Novel decontamination procedure for N95 masks appears safe, effective
Researchers from Nebraska Medicine have developed a procedure for decontaminating N95 respirators using ultraviolet germicidal irradiation, according to a publication on the process released by the institution.
“The ongoing pandemic of SARS-CoV-2 resulting in COVID-19 has severely stressed the worldwide health care system and has created dangerous shortages of personal protective equipment (PPE), including N95 filtering facepiece respirators (N95 FFRs),” John J. Lowe, PhD, assistant vice chancellor for inter-professional health security training and education and associate professor of environmental, agricultural and occupational health in the department of environmental, agricultural and occupational health at the University of Nebraska Medical Center, and colleagues wrote. “In an effort to extend the stockpile of N95 FFRs at our institution, we developed a decontamination procedure involving the delivery of ultraviolet germicidal irradiation (UVGI) to used N95 FFRs.”
According to the paper, UVGI has demonstrated effectiveness for inactivating a broad group of human pathogens, including coronaviruses and other human respiratory viruses, and human respiratory viruses, including coronaviruses, on several types of N95 FFRs. In addition, the level of UVGI required to inactivate human respiratory viruses “are well below the level of irradiation that adversely affects the fit and filtration characteristics of N95 FFRs,” Lowe and colleagues wrote. The researchers found UVGI can be safely administered when the proper safeguards are in place, leading them to outline decontamination methods for N95 FFRs using UVGI.
According to the paper, used N95 FFRs are secured on wires that are strong across a room. Two UVGI towers in the room are equipped with eight 254 nm bulbs that produce 200 w/cm2 at 10 feet distance for a dosage of 12 mJ/minute. The respirators are then exposed to UVGI at a rate of 60 mJ/cm2 though single-stranded RNA viruses, such as SARS-CoV-2, are generally inactivated by a UVGI exposure of 2 to 5 mJ/cm2, according to the researchers. UVGI exposure is monitored to ensure that the necessary amount of exposure is achieved.
Lowe and colleagues will “decontaminate and reuse the N95 FFRs multiple times until respirator fit is impacted,” according to the paper.

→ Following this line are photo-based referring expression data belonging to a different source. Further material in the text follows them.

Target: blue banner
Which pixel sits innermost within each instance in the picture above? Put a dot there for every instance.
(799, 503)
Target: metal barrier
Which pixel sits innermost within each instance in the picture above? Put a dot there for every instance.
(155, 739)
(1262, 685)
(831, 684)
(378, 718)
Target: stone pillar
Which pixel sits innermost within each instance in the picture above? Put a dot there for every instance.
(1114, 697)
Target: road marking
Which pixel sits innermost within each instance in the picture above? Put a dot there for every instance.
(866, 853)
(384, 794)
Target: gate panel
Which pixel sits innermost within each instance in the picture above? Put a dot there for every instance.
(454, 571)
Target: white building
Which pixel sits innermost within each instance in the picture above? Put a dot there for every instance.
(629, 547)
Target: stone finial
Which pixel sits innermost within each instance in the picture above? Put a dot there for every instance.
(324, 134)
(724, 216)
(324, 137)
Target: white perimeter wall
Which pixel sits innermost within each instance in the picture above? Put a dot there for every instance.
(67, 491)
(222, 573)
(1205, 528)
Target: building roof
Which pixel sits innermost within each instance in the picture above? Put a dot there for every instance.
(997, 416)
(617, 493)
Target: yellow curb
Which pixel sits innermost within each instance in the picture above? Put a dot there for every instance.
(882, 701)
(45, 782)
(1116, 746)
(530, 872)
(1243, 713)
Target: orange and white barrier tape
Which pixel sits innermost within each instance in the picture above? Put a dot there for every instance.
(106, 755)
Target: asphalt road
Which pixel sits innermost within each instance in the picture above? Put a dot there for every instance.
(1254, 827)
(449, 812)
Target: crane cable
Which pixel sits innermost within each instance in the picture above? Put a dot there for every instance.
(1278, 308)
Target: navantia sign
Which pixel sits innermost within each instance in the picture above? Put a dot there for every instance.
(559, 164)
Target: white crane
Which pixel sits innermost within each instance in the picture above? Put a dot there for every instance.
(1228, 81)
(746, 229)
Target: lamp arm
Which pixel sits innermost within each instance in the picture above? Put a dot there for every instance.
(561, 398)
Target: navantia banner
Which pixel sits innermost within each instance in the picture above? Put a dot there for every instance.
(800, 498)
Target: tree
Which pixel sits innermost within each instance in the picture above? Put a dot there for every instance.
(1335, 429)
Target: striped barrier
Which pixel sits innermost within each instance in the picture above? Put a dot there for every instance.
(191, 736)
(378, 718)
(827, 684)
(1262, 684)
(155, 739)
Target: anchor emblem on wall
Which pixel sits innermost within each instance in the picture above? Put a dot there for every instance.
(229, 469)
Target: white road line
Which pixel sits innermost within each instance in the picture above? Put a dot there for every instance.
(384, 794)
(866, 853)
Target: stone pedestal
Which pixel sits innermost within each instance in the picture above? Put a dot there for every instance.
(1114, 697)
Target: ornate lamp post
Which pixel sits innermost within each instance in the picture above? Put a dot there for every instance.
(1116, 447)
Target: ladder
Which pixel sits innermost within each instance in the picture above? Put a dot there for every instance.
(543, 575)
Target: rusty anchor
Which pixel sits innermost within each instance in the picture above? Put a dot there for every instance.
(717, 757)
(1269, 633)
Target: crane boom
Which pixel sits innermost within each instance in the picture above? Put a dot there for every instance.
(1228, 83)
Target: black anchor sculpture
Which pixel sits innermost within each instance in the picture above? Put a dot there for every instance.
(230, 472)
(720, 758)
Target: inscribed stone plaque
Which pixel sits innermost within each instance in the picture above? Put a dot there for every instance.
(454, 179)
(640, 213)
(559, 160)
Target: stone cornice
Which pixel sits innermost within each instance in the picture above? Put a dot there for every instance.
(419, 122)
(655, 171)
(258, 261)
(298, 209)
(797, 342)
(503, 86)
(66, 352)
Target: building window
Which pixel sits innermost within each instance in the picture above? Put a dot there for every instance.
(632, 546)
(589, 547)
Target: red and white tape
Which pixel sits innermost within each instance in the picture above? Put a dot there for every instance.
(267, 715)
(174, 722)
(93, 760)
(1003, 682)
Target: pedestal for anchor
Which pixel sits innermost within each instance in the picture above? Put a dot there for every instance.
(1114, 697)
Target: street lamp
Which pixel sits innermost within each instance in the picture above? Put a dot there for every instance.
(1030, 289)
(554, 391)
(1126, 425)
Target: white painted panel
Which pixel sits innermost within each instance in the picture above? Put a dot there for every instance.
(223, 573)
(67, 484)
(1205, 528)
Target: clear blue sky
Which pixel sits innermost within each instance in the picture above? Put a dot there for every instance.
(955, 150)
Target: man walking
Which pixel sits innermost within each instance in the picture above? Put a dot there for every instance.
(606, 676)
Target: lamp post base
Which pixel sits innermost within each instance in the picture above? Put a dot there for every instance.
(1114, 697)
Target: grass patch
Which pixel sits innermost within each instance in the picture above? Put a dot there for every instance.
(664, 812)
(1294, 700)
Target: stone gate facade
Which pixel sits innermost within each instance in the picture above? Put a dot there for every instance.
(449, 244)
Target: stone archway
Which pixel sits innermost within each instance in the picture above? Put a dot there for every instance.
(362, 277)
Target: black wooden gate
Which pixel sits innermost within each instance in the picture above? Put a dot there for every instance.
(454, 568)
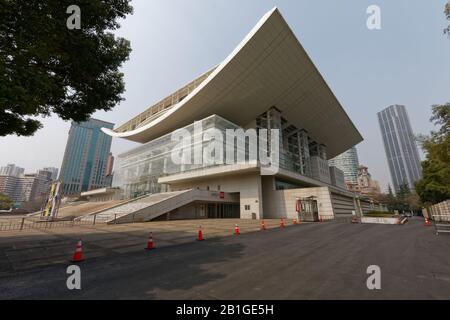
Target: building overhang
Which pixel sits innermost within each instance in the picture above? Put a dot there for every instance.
(268, 68)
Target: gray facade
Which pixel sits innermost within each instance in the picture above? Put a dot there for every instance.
(347, 162)
(400, 146)
(85, 157)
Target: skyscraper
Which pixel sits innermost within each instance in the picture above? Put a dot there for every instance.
(400, 146)
(347, 162)
(11, 170)
(85, 157)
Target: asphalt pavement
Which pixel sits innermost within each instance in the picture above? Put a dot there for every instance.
(307, 261)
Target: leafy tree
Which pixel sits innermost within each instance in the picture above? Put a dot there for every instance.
(5, 202)
(434, 187)
(46, 68)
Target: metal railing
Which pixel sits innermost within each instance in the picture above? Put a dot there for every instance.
(17, 224)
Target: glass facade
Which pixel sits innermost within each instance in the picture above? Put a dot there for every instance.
(347, 162)
(400, 146)
(137, 171)
(85, 157)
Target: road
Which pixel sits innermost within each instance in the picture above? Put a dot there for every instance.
(308, 261)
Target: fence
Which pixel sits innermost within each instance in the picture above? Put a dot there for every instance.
(440, 214)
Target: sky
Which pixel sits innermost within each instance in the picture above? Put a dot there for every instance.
(406, 62)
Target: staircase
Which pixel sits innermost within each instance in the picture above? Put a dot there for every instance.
(150, 207)
(114, 214)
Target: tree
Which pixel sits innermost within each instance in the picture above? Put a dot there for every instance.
(47, 68)
(5, 202)
(434, 186)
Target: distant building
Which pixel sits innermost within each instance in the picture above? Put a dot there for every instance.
(348, 163)
(400, 146)
(109, 170)
(366, 185)
(337, 177)
(85, 158)
(11, 170)
(54, 172)
(26, 187)
(109, 164)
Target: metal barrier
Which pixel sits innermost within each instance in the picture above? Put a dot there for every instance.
(17, 224)
(441, 223)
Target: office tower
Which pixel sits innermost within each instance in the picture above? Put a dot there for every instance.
(54, 172)
(85, 157)
(400, 146)
(348, 163)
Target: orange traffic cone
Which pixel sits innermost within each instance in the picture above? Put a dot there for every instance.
(77, 256)
(150, 244)
(263, 225)
(200, 234)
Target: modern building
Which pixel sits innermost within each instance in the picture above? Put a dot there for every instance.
(348, 163)
(54, 172)
(26, 187)
(268, 96)
(85, 157)
(109, 170)
(11, 170)
(400, 146)
(366, 185)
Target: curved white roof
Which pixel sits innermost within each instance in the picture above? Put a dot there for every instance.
(268, 68)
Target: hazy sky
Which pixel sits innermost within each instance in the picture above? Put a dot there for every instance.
(406, 62)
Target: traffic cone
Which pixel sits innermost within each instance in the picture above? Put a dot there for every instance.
(150, 244)
(200, 234)
(263, 225)
(236, 230)
(77, 256)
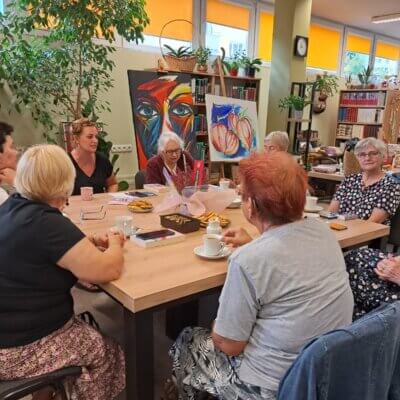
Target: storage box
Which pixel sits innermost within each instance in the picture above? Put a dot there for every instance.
(179, 222)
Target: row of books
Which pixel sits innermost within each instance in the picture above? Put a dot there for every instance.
(243, 93)
(364, 115)
(359, 131)
(363, 98)
(199, 89)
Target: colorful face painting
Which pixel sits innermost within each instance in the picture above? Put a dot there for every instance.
(160, 104)
(232, 127)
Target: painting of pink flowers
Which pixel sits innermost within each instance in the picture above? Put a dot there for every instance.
(232, 128)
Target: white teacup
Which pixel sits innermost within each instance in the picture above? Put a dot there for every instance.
(224, 184)
(212, 244)
(311, 202)
(124, 223)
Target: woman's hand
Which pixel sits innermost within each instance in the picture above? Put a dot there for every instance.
(236, 237)
(389, 269)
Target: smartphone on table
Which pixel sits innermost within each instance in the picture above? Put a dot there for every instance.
(155, 234)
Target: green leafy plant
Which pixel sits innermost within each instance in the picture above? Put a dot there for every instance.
(327, 84)
(365, 75)
(181, 52)
(64, 74)
(202, 55)
(293, 101)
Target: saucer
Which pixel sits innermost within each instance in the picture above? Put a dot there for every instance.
(313, 209)
(199, 251)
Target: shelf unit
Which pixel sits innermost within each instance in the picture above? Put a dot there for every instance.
(234, 86)
(362, 113)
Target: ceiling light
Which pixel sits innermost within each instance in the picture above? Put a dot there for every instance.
(381, 19)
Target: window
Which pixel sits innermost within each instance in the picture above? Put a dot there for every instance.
(323, 48)
(266, 28)
(176, 34)
(357, 52)
(227, 26)
(387, 57)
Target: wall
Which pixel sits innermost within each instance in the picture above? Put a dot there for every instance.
(119, 121)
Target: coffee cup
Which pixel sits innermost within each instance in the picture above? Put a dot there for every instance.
(311, 202)
(212, 244)
(124, 223)
(224, 184)
(87, 193)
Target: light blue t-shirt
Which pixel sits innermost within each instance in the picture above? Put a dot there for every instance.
(282, 290)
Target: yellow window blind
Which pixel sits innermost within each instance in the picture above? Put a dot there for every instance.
(160, 12)
(222, 13)
(266, 28)
(358, 44)
(387, 50)
(323, 48)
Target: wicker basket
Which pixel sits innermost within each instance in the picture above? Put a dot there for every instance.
(174, 63)
(350, 163)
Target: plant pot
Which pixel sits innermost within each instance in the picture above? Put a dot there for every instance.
(202, 68)
(250, 72)
(233, 72)
(298, 115)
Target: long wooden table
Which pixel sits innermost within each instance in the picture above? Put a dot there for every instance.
(160, 277)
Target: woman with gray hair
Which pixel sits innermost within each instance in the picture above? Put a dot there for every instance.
(276, 141)
(171, 156)
(371, 195)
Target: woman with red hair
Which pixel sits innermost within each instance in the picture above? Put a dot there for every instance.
(282, 289)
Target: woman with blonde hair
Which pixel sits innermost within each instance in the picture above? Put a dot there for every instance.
(92, 168)
(42, 255)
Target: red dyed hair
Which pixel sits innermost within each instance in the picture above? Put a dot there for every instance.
(276, 184)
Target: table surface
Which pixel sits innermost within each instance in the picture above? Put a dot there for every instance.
(337, 176)
(154, 276)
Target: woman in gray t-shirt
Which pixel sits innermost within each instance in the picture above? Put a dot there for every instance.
(282, 290)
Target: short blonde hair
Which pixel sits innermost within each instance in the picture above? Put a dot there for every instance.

“We believe a variety of UV light sources could be used in a similar fashion, including UV equipped biosafety or sterilization cabinets or other UV disinfection systems and that this method can be applied to a variety of other critical items, such as procedure masks.” – by Caitlyn Stulpin
Nebraska Medicine. N95 filtering facepiece respirator ultraviolet germicidal irradiation (UVGI) process for decontamination and reuse. https://www.nebraskamed.com/sites/default/files/documents/covid-19/n-95-decon-process.pdf. Accessed April 6, 2020.
Disclosures: Healio could not confirm the authors’ relevant financial disclosures at the time of publication.